Hidden within the Clark Hoyt’s NYT public editor piece on if there is a conflict of interest in the Time’s middle east reporting since Ethan Bronner, the Jerusalem bureau chief of The Times, has a son in the Israeli military:

I asked David K. Shipler, a Pulitzer Prize-winning author, what he would do. Shipler was The Times’s Jerusalem bureau chief a generation ago and its chief diplomatic correspondent until he left the paper in 1988. He said foreign correspondents operate in far more nuanced circumstances than readers may realize. They may rely on translators and stringers with political ties or biases that have to be accounted for. They develop their own relationships that enrich their reporting, just as Bronner’s son’s military service could open a conduit for information that other reporters might not have. emphasis mine.

This is something that the MSM has not emphasized in the past, but blogs on the Right have. In the words of Ralph Peters at the time:

The dangerous nature of journalism in Iraq has created a new phenomenon, the all-powerful local stringer. Unwilling to stray too far from secure facilities and their bodyguards, reporters rely heavily on Iraqi assistance in gathering news. And Iraqi stringers, some of whom have their own political agendas, long ago figured out that Americans prefer bad news to good news. The Iraqi leg-men earn blood money for unbalanced, often-hysterical claims, while the Journalism 101 rule of seeking confirmation from a second source has been discarded in the pathetic race for headlines.

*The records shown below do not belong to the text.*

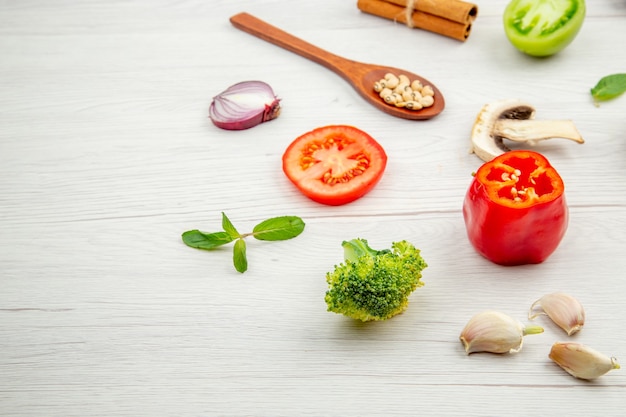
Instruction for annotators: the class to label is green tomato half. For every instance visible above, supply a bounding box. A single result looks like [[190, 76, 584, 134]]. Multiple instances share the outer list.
[[504, 0, 586, 56]]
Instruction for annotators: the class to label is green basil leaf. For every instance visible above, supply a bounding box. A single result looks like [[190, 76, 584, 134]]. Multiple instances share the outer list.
[[233, 239, 248, 274], [182, 230, 234, 250], [222, 212, 241, 239], [591, 74, 626, 101], [252, 216, 304, 240]]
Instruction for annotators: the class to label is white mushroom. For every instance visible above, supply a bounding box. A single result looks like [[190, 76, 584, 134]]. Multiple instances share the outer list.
[[471, 99, 584, 161]]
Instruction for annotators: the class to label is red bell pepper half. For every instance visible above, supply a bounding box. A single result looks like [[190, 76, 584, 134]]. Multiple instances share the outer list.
[[463, 150, 568, 265]]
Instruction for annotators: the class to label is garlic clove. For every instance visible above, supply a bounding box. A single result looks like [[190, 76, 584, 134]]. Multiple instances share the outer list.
[[548, 342, 620, 380], [459, 311, 543, 355], [528, 293, 585, 336]]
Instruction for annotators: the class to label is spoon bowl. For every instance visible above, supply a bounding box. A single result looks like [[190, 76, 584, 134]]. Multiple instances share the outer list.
[[230, 13, 445, 120]]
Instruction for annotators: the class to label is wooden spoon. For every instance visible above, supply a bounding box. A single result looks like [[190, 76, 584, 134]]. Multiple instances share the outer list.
[[230, 13, 445, 120]]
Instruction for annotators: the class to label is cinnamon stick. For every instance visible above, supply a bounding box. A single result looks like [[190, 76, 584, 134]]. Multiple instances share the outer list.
[[386, 0, 478, 23], [357, 0, 475, 41]]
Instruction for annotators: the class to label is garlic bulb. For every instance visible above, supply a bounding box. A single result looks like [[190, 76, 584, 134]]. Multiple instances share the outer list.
[[548, 342, 620, 379], [528, 293, 585, 336], [459, 311, 543, 355]]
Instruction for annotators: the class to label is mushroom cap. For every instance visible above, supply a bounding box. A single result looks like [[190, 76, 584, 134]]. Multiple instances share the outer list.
[[471, 99, 535, 162]]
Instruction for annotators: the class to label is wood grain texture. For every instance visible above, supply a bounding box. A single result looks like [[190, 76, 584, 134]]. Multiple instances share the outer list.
[[0, 0, 626, 417]]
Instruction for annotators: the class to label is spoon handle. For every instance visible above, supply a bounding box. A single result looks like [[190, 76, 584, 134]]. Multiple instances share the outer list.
[[230, 13, 362, 81]]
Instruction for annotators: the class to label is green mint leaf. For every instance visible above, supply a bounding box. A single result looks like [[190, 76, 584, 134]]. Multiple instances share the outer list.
[[591, 74, 626, 101], [182, 230, 234, 250], [252, 216, 304, 240], [233, 239, 248, 274], [222, 212, 241, 239]]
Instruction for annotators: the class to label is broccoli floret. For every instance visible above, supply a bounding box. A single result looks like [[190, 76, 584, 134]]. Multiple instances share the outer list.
[[325, 239, 428, 321]]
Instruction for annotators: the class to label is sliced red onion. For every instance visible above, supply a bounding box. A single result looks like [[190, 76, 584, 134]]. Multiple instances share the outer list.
[[209, 81, 280, 130]]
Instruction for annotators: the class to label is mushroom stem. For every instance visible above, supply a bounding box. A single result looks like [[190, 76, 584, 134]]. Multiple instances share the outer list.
[[493, 119, 585, 145], [471, 99, 584, 161]]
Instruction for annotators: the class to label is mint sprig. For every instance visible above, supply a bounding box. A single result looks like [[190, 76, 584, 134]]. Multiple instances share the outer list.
[[591, 73, 626, 104], [182, 212, 304, 273]]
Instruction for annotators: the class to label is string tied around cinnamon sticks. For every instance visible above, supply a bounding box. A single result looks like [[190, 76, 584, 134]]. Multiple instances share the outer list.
[[357, 0, 478, 42]]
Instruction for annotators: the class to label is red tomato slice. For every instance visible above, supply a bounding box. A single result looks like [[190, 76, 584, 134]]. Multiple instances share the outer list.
[[283, 125, 387, 206]]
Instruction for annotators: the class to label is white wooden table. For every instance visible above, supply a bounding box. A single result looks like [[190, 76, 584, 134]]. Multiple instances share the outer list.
[[0, 0, 626, 417]]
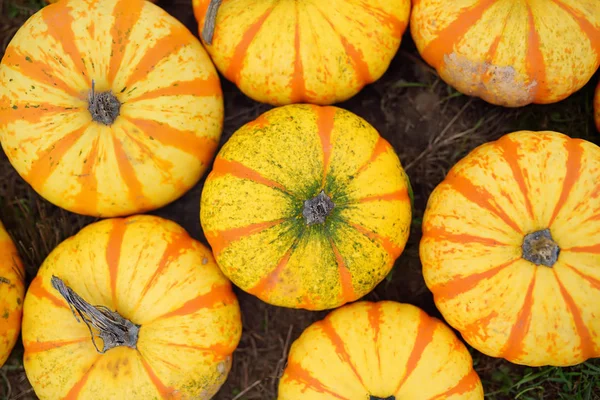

To enhance their own indispensability, Iraqi stringers exaggerate the danger to Western journalists (which is real enough, but need not paralyze a determined reporter). Dependence on the unverified reports of local hires has become the dirty secret of semi-celebrity journalism in Iraq as Western journalists succumb to a version of Stockholm Syndrome in which they convince themselves that their Iraqi sources and stringers are exceptions to every failing and foible in the Middle East. The mindset resembles the old colonialist conviction that, while other “boys” might lie and steal, our house-boy’s a faithful servant.

The result is that we’re being told what Iraqi stringers know they can sell and what distant editors crave, not what’s actually happening.

To hear the NYT finally (albeit accidentally) admit that there are biases involved in stringers is long overdue.

Oh and BTW. It is a conflict, but as long as it is disclosed to the reader then I don’t have a huge problem with it. If the reader knows the source for a potential bias they can adjust judge a piece accordingly. NOT disclosing the conflict would be a dishonorable breech of journalistic ethics and we all know how important that is to the NYT. HA!

Before he became Mr. Hyde Charles Johnson used to touch on the use and the biases of these stringers.